Sefton bides his time. When the Gestapo shows up to take Lieutenant Dunbar away, the men stage an impromptu rescue and stash him in the camp. The spy offers to distract the guards, but Sefton smoothly interferes and prevents him from spoiling the plan. Dunbar is safely hidden, but only the barracks chief knows where. The Germans try desperately to find him, but without any inside information they're helpless to find him.

Finally it's time. Dunbar has to be moved. In another midnight meeting, the men draw dog tags to see who'll bust him out. But when the dog tag is drawn, the spy grabs it and makes the case it should be him.

With that, Sefton steps in. In a speech that would have been home in an episode of Columbo, he confronts the spy, shakes him up, reveals how the system works and gets him to crack. When the spy dives for the hole in the floor and cries out in German, the men restrain him.

Sefton's biggest enemy steps up to him. "Brother, were we all wet about you," he says. Sefton looks at him, grabs a cigar and strikes a match on his face.

"Forget it."

Sefton suggests a plan. He'll get Dunbar out of his hiding place, and when they're ready to go the men will throw the spy out of the barracks. The men in the goon towers are trained to shoot anyone out of the barracks after lights out, and the distraction should allow the two of them to escape.

Sefton grabs the clothes and the wire cutters. Every eye in the barracks is on him. When he gets down into the hole, he stops and addresses them.

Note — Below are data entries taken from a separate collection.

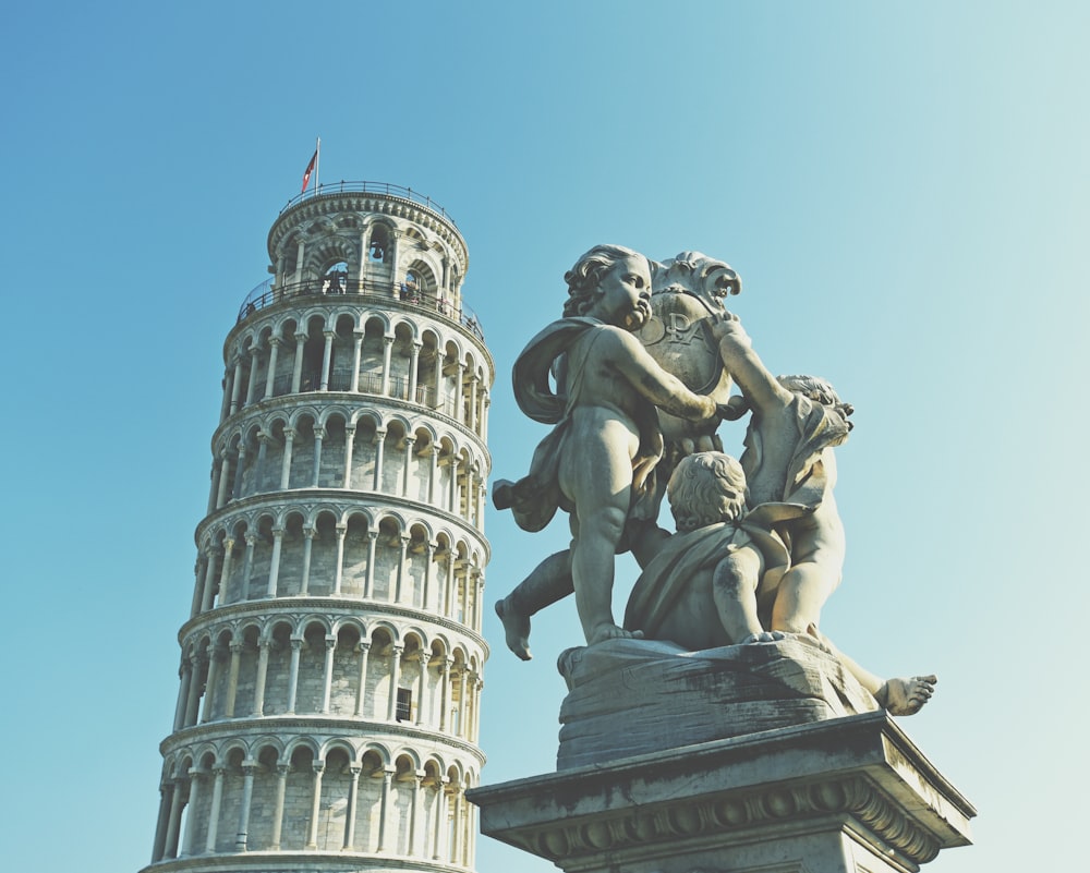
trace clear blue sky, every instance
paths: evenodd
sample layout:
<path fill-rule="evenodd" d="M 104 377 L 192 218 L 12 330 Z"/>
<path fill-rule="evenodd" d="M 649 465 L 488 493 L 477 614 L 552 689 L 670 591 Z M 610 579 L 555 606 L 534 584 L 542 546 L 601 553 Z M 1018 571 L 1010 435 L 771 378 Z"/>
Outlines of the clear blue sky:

"Just one more word," he says. "If I ever run into any of you bums on a street corner, just let's pretend we never met before."


According to Wilder, Sefton was his favorite of the characters in his movies -- the one he missed having around -- and it's not hard to see why. Sefton is smart, acerbic, funny and totally and unashamedly his own bastard self, just like Wilder. And he also suffers the indignity of being an outcast and the final vindication of proving everyone wrong, which is something we all, if we're lucky, have that fierce joy of feeling now and then.

I suppose it's obvious by now that I love the character of J.J. Sefton, too. He might be my favorite character in all the movies, for in that shock of being an outcast he rises to the challenge of being more than a self-obsessed heel.

He becomes a hero.

Note: The entirety of Stalag 17 can be watched on YouTube. It probably goes without saying that if you haven't seen it, stop what you are doing right this minute, even if what you're doing is pulling a knife out of your chest, and watch the movie.